To me, no. The IS 500 F SPORT Performance formula delivers what is probably Lexus’ overall best driving car – even edging out the GS F – and that’s because they used their best hardware to build it. As the curtain closes on cars like this and Lexus’ first chapter of F — or the 5.0L V8 — comes to a close, there is simply no better sendoff.

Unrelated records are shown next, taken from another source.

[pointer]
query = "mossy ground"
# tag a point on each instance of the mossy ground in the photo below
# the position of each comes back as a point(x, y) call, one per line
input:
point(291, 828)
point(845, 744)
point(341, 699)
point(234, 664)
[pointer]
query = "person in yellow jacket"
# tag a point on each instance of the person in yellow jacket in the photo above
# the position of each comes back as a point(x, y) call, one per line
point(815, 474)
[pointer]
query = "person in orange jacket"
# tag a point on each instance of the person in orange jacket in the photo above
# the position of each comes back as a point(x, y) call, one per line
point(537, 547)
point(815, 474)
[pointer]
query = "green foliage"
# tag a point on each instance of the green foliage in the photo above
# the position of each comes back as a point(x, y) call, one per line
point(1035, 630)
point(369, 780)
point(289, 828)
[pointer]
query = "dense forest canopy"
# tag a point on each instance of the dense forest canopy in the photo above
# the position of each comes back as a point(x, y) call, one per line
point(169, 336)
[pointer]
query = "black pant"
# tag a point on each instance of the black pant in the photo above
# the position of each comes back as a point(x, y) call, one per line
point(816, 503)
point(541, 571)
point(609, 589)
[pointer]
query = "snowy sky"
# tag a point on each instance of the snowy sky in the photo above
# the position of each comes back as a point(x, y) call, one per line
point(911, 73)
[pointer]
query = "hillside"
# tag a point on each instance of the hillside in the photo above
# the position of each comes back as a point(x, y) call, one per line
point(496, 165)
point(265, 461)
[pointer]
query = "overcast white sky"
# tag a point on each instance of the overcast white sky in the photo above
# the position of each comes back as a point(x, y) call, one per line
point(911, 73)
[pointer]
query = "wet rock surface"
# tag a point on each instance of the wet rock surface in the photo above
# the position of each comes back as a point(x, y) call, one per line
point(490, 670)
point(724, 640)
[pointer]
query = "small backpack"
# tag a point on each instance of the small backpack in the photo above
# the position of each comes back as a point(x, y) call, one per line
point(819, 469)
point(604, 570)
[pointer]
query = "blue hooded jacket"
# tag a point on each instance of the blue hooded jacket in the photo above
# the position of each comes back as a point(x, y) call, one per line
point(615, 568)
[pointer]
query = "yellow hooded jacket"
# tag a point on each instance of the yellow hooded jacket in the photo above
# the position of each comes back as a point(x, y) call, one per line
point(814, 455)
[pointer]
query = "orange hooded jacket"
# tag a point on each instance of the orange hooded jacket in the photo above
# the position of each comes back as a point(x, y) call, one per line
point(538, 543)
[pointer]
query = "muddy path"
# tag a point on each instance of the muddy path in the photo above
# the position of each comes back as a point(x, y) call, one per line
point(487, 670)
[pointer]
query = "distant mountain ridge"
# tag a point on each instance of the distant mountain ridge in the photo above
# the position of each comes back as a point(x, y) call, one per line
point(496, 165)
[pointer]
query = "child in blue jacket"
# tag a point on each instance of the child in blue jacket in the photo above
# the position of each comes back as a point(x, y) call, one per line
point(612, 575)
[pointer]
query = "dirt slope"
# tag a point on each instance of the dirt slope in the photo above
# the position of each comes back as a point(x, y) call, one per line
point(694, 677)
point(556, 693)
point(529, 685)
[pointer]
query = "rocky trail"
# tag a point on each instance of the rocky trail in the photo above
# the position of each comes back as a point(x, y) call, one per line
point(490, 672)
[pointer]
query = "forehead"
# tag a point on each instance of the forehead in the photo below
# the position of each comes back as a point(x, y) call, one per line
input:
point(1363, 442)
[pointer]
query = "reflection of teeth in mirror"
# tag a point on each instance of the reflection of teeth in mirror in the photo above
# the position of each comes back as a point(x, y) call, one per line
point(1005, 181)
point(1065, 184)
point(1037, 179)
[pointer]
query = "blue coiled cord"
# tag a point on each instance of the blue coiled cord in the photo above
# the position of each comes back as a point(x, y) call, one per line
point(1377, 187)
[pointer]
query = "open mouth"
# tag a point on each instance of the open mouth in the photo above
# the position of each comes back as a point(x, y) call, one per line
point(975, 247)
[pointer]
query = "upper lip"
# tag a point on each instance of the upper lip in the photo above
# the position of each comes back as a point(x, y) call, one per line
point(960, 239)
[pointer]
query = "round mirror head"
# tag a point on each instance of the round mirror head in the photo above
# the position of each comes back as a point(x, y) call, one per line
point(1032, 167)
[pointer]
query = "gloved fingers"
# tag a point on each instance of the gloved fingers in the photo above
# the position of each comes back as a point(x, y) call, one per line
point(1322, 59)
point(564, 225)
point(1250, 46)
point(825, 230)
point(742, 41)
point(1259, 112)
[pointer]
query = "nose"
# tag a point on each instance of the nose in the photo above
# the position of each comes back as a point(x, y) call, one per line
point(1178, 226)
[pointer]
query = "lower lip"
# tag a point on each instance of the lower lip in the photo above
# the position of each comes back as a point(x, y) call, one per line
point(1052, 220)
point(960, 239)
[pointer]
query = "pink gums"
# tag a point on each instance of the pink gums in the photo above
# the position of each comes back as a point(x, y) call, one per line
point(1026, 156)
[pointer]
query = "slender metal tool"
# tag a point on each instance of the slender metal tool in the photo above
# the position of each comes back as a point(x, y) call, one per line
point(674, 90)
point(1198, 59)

- Balance, poise, agility, luxury and a naturally aspirated V8 in one well-rounded package
- Understated sleeper status, but with thoughtful details that distinguish it from the standard IS
- The lowest cost of entry for Lexus’ 5.0L V8 – and possibly the best package for it
- Exterior design
- Unbeatable value
- Impressive highway fuel economy
- Apple CarPlay can be non-responsive or laggy
- Some new interior and exterior colors over the rest of the IS range would be welcome additions
2022 Lexus IS 500 F SPORT Performance
Exterior: Cloudburst Gray
Interior: Circuit Red Nuluxe with Geometric Trim
Options: Premium Paint Charge: $500
Price as tested including delivery, processing and handling ($1,075): $62,575.